Janete rememora a tentativa de boicote com indignação. “O que nós fazemos é o contrário de ‘enfeiar a praia’. São inúmeras as pessoas que, dizem, nunca tinham pensado em entrar no mar antes do projeto. O objetivo é melhorar a qualidade de vida das pessoas com deficiência, seja através da prática de atividades físicas e recreativas, seja pela possibilidade de socialização”, fala.
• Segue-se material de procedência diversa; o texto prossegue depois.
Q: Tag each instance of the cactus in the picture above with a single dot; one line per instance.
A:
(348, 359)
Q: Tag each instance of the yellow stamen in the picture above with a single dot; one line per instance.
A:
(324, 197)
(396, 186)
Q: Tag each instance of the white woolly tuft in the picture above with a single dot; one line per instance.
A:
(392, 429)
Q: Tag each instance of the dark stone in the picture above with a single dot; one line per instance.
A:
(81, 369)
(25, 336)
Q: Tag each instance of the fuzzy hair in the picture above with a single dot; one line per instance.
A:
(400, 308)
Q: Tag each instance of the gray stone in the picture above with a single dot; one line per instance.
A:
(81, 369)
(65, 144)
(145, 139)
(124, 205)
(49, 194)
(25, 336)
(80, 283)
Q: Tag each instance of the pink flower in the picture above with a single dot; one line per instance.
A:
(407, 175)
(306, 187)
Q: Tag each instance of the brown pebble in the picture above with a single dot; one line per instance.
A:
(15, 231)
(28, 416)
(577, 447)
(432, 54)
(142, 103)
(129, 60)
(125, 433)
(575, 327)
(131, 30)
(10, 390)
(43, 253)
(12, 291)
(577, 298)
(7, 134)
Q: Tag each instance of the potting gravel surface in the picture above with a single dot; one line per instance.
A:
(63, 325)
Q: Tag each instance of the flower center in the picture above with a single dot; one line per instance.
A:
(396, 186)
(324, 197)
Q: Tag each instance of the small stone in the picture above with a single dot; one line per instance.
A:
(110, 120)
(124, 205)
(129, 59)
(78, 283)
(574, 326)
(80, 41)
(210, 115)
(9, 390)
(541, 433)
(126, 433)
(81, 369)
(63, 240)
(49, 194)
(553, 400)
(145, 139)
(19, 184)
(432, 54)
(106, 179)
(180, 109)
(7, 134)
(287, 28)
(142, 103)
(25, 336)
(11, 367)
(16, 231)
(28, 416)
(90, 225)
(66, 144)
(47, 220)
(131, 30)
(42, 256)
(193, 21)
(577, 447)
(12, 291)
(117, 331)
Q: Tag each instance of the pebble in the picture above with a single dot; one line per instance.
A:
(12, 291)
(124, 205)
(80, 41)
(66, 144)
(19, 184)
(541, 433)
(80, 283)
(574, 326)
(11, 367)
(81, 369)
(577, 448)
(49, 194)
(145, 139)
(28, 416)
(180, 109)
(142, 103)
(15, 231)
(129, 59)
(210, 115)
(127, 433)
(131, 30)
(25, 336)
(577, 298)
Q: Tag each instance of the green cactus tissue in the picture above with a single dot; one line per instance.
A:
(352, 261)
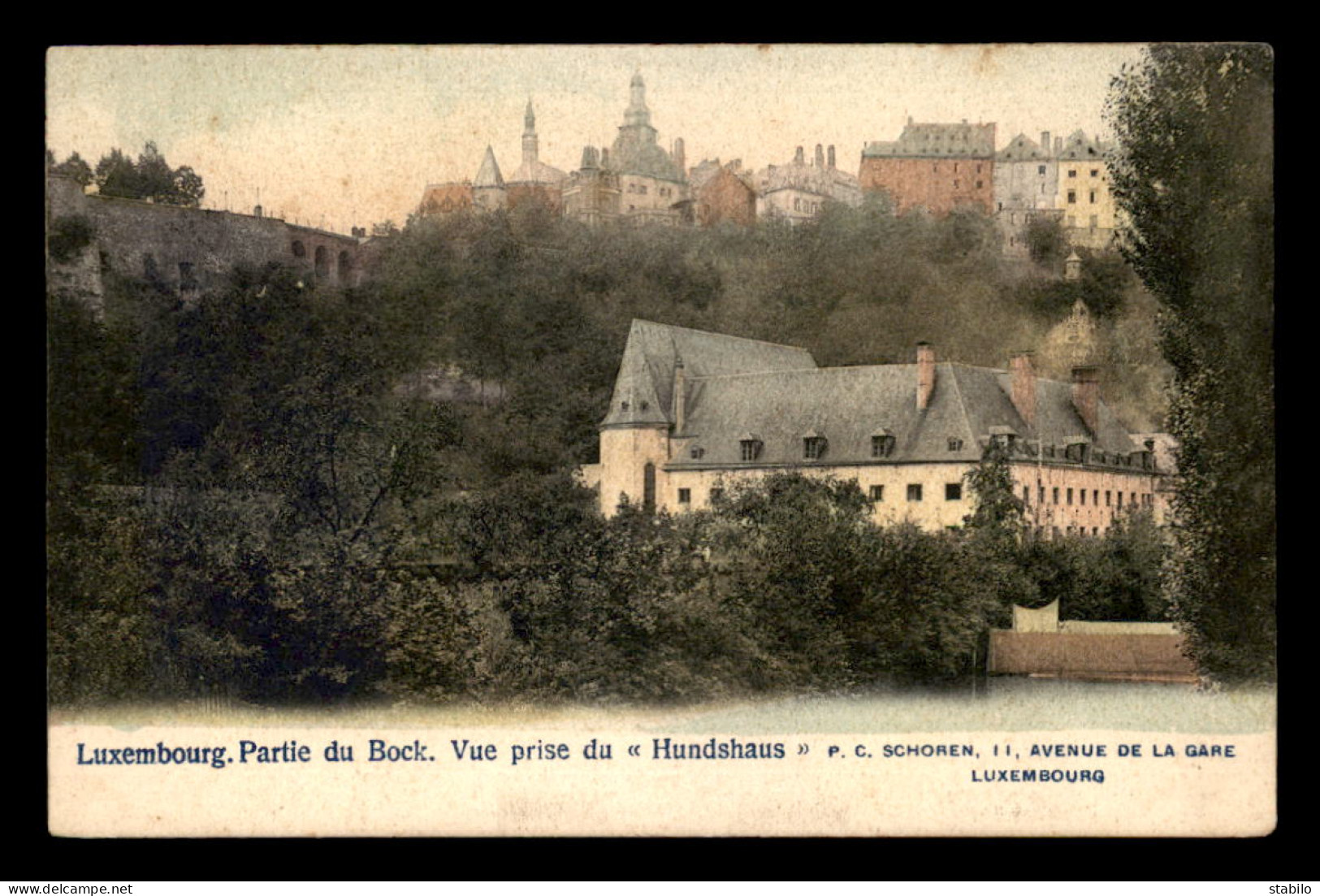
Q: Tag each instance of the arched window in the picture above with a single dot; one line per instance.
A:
(648, 488)
(882, 444)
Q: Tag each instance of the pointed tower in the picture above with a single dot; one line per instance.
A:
(637, 114)
(530, 144)
(489, 186)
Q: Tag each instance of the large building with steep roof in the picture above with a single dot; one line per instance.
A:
(933, 167)
(1084, 198)
(798, 190)
(693, 412)
(652, 182)
(1026, 184)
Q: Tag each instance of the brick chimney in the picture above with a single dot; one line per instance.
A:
(680, 397)
(1024, 383)
(1087, 395)
(924, 374)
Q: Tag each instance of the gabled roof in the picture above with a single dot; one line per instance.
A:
(1079, 145)
(489, 173)
(445, 197)
(937, 141)
(654, 350)
(849, 405)
(734, 387)
(1024, 148)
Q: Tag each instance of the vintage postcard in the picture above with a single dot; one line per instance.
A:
(639, 439)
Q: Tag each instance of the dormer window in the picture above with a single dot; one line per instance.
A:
(882, 444)
(1003, 437)
(813, 445)
(1077, 452)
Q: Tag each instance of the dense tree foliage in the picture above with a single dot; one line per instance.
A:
(1195, 177)
(73, 167)
(149, 177)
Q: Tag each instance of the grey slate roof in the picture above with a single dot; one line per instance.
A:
(646, 372)
(738, 386)
(1024, 148)
(937, 141)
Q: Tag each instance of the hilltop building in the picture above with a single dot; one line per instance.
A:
(490, 190)
(652, 182)
(798, 190)
(447, 198)
(591, 194)
(1084, 198)
(534, 181)
(1026, 186)
(933, 167)
(695, 411)
(489, 193)
(722, 193)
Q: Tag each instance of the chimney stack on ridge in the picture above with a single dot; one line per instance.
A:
(924, 374)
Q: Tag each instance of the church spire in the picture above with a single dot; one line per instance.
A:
(531, 145)
(638, 111)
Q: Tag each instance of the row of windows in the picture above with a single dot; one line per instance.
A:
(952, 492)
(1147, 499)
(813, 446)
(1072, 197)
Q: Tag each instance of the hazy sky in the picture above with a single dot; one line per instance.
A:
(342, 136)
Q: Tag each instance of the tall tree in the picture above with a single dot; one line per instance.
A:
(73, 167)
(1195, 175)
(149, 177)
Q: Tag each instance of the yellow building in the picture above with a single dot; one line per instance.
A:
(1084, 198)
(695, 411)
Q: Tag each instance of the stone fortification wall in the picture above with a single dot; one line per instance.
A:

Segundo ela, o projeto ajuda a formar e fortalecer vínculos comunitários e familiares, promovendo um ambiente em que pessoas com e sem deficiência podem se divertir juntos, no mar, na areia e sob as tendas erguidas todo sábado, pela prefeitura de João Pessoa, que fornece um lanche para os participantes terem um momento de conversa e relaxamento. “Na verdade, isso é lindo”, ressaltou Janete.
Nacionalmente premiado por promover a inclusão social, o Acesso Cidadão, hoje, recebe a visita de representantes de instituições de outros estados, procurando conhecer o projeto mais de perto para replicá-lo. “Compartilhamos nossa experiência com prazer, porque temos um objetivo em comum, de levar acessibilidade ao máximo de pessoas”, disse Janete.
Para Genilson Machado, coordenador da parte de Esportes e Lazer do projeto, o Acesso Cidadão é a realização de um sonho. Apaixonado pela praia e por esportes como handebol e surfe, quando tinha 19 anos, ele sofreu um acidente durante um mergulho em uma piscina de clube, que o deixou tetraplégico. A partir daí, foram 24 anos para que, em 2012, Genilson pudesse voltar a se banhar no mar — um processo que exigiu muita força de vontade e a recuperação do amor-próprio.
Depois do acidente, a primeira vez que Genilson entrou no mar foi por meio do Acesso Cidadão, que hoje ele coordena. Daí vem a determinação de fazer com que o projeto se estenda e dure para sempre, objetivo pelo qual Genilson trabalha, junto à sua equipe da AC Social, a fim de proporcionar o mesmo prazer que ele obteve a outras pessoas. “É sobre transformar a praia, que é comunitária, em um espaço acessível”.
“Para mim, enquanto usuário e coordenador, o que o Acesso Cidadão promove é saúde em todas as formas: social, física e mental. Esse é só o começo de uma orla inclusiva, um local em que todos, sem exceção, vão poder desfrutar da liberdade de ir e vir”, ele comenta, destacando sobre o quão satisfatório é ver o projeto funcionar com o amparo de tantas mãos.
As reuniões do projeto começam às 8h e se estendem até o meio-dia. Embora um membro da Fundação Casa de José Américo esteja sempre presente para anotar o nome e número para contato dos novos integrantes, não é necessário fazer nenhum cadastro para participar das atividades. Segundo Janete Rodriguez, “chegou, é atendido!”. Ainda que o foco do projeto esteja nas pessoas com deficiência, a equipe que promove o Acesso Cidadão entende que acessibilidade é uma necessidade de diversos públicos, assim também recebe idosos, crianças com câncer e qualquer pessoa cuja participação plena em espaços públicos esteja sendo obstruída.
Segundo Janete, faça sol ou chuva, o coletivo está na orla, bem em frente à fundação: “Todos fazem questão. Como armamos tendas para nos proteger do sol, também as usamos em dias de chuva. Ficamos abrigados sob elas, lanchando e conversando, mas ninguém deixa de vir”. Assim, o lugar que o projeto conquistou se torna um espaço de interação, onde as pessoas podem exercer sua plena cidadania.
*Matéria publicada originalmente na edição impressa do dia 13 de dezembro de 2025.